Synthesis of liquefied petroleum gas via methanol and/or dimethyl ether from natural gas (Part 3) investigation of reaction variables, ethene recycling and catalyst regeneration at high conversion from methanol and/or dimethyl ether to LPG

Conversion of methanol and/or dimethyl ether into LPG, previously proposed as a potential route for fuel synthesis from natural gas, was evaluated over H-ZSM-5 and H-FeAlMFI-silicate catalysts to optimize LPG fractional selectivity at high conversion, to simulate C-2 recycling by co-feed conversion of ethene with oxygenates, and to assess deactivation and regeneration. Selectivity for the desired product depended not only on catalyst performance but also on reaction conditions. The effect of feedstock partial pressure on product distribution could be explained by the concentrations of the active olefin intermediates. Ethene was selectively converted into the LPG fraction by co-feed reaction with oxygenates over H-ZSM-5 catalyst. The large scale process yield of LPG could be increased by recycling C-2 components according to the available recycling ratio. However, H-FeAlMFI-silicate catalyst was effective for one-pass conversion but not for recycled ethene conversion. The two catalysts deactivated during one-pass conversion could be regenerated well by a moderate carbon combustion process.

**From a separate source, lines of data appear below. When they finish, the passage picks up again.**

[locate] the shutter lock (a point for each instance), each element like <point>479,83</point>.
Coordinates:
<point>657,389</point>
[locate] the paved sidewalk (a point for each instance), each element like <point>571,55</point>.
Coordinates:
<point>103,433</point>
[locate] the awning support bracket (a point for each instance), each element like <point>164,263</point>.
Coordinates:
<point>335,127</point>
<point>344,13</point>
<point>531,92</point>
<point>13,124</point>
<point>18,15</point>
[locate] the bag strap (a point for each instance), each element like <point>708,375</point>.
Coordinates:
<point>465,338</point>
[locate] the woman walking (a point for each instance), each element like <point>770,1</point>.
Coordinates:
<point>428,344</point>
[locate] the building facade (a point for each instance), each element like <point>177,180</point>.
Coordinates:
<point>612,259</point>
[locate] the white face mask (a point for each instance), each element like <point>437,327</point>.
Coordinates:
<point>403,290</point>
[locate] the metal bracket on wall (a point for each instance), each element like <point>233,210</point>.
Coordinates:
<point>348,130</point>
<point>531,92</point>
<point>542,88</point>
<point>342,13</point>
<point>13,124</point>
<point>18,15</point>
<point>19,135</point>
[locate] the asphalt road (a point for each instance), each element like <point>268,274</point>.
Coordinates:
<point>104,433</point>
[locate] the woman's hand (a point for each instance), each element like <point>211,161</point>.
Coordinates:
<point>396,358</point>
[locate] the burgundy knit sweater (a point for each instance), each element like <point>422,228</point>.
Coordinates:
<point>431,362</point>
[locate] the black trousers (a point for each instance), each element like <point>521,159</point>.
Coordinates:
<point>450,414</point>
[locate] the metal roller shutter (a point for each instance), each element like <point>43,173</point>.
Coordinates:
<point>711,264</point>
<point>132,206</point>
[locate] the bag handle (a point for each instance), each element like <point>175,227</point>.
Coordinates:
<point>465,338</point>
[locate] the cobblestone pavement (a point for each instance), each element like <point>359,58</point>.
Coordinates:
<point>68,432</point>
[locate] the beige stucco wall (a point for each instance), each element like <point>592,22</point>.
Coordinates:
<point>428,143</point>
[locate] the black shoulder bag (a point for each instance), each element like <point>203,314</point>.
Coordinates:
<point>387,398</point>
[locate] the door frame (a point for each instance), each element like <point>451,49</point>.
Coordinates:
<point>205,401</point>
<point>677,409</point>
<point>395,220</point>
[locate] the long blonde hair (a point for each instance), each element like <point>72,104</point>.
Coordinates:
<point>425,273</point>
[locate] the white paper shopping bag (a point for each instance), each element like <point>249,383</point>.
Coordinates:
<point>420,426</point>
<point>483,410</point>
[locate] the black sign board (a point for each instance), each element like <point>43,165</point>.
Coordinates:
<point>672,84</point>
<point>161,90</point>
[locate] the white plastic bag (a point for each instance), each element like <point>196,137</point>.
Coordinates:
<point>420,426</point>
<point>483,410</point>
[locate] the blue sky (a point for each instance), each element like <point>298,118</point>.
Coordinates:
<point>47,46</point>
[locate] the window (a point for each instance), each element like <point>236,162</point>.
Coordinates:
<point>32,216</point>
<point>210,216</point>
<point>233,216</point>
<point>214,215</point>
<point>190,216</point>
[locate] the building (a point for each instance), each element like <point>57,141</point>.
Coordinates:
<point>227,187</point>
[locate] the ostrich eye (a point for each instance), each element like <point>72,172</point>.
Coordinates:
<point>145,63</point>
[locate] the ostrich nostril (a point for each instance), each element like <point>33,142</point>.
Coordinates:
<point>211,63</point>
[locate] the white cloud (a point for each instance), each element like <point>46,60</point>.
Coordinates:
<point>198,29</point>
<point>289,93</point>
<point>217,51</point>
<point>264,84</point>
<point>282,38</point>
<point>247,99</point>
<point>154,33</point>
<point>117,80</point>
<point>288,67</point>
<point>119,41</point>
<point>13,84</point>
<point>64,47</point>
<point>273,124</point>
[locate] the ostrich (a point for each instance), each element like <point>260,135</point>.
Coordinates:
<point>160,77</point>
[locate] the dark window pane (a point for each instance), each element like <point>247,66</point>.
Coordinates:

Good reproducibility of fractional selectivity was achieved by the regenerated catalyst. H-FeAlMFl-silicate catalyst suffered relatively little deactivation compared with H-ZSM-5 catalyst, and showed high resistance to deactivation after ageing. The improvement in stability of H-FeAlMFI-silicate catalyst may originate from the elimination of some strong acid sites via the ageing process. H-FeAlMFI-silicate catalyst was superior to H-ZSM-5 catalyst except for recycled ethene conversion.